World Briefs

Havana: Cuban political prisoner set to be released today

Cuba’s most famous political prisoner, Vladimiro Roca, is scheduled to be released today, one week before former President Carter arrives on the communist island for a five-day visit, Roca’s wife said Saturday.

News of the coming move was seen as a goodwill gesture by Cuba’s communist-ruled government to Carter, who has emphasized the importance of human rights.

Roca, 59, has been serving a five-year sentence that was scheduled to end July 16.

The son of the late revered Communist Party leader Blas Roca, Vladimiro Roca is a former fighter jet pilot who broke from Cuba’s socialist system a decade ago and began calling for a Western-style democracy.

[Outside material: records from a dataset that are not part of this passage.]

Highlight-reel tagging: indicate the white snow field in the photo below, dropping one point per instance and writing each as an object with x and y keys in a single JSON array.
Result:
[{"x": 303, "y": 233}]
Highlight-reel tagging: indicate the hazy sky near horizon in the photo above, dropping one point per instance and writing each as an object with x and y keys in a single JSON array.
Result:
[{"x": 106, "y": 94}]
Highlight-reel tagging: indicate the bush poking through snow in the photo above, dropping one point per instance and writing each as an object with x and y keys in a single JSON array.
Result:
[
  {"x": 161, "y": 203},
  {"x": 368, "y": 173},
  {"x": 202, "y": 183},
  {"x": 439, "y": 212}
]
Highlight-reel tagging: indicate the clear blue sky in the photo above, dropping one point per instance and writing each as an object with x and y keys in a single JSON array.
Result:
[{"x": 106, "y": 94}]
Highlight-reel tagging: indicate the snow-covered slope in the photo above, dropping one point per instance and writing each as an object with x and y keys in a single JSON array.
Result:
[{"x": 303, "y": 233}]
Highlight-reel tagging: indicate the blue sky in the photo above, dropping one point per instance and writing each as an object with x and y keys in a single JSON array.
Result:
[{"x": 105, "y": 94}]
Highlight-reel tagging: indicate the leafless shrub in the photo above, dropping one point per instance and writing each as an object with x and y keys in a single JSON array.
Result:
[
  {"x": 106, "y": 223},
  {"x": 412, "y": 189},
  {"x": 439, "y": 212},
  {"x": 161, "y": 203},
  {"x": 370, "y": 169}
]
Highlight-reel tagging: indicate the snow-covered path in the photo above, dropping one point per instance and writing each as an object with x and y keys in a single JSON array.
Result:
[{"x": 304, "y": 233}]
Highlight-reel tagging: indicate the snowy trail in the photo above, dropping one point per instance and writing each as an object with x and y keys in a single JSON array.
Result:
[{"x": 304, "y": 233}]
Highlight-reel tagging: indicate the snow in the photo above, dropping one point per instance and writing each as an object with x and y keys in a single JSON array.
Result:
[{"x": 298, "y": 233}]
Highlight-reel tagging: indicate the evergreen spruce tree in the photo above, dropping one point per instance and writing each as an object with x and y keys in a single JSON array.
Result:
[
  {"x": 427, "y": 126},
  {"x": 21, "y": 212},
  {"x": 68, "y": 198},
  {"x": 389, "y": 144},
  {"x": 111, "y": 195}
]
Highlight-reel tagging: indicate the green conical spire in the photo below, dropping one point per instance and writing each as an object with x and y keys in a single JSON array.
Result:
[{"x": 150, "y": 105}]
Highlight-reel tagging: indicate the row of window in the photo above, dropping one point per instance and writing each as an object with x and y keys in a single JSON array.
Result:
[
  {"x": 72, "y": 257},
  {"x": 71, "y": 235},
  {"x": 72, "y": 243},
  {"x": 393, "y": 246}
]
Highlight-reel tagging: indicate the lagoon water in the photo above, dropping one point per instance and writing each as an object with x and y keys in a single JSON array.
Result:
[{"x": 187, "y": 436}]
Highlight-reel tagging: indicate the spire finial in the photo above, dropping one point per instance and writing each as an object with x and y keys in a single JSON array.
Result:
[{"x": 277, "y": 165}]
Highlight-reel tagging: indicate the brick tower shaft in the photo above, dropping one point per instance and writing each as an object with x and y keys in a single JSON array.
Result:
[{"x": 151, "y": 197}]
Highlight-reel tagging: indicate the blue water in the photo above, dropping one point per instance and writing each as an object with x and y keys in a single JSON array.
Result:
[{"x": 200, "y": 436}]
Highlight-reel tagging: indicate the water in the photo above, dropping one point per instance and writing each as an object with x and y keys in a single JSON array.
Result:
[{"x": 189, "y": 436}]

Mexico: 17 die in bus wreck

A bus crashed into a ravine Saturday in central Mexico, killing 17 people and injuring several others.

The bus left a two-lane mountain road near the community of Desdavid, 125 miles north of Mexico City, coming to rest at the bottom of at 21-yard-deep ravine. Twelve people died at the scene, and five others were declared dead at area hospitals.

Many of the passengers on the bus were Otomi Indians. Officials said the bus wasn’t licensed to carry passengers.

It was unclear what caused the crash.

Nepal: 350 Maoists killed, government claims

Security forces killed at least 350 guerrillas in gunbattles in western Nepal, the Defense Ministry said Saturday, in what would be the deadliest fighting in the rebels’ 6-year-old campaign to oust the constitutional monarchy.

The bloodshed comes days before Prime Minister Sher Bahadur Deuba travels to Washington to discuss the communist insurgency with President Bush. The Bush administration recently asked Congress for $20 million in military aid to Nepal.

Pakistan: Extradition denied in Pearl slaying case

Pakistan’s president said Saturday that the killers of Wall Street Journal reporter Daniel Pearl must face punishment in Pakistan despite a U.S. extradition request as an example for those defying his crackdown on terrorism and sectarian violence.

Gen. Pervez Musharraf said he would resist any U.S. pressure for the extradition of British-born Islamic militant Ahmed Omar Saeed Sheikh, the chief defendant in the trial of those accused of killing Pearl.

Pearl disappeared in January in Karachi.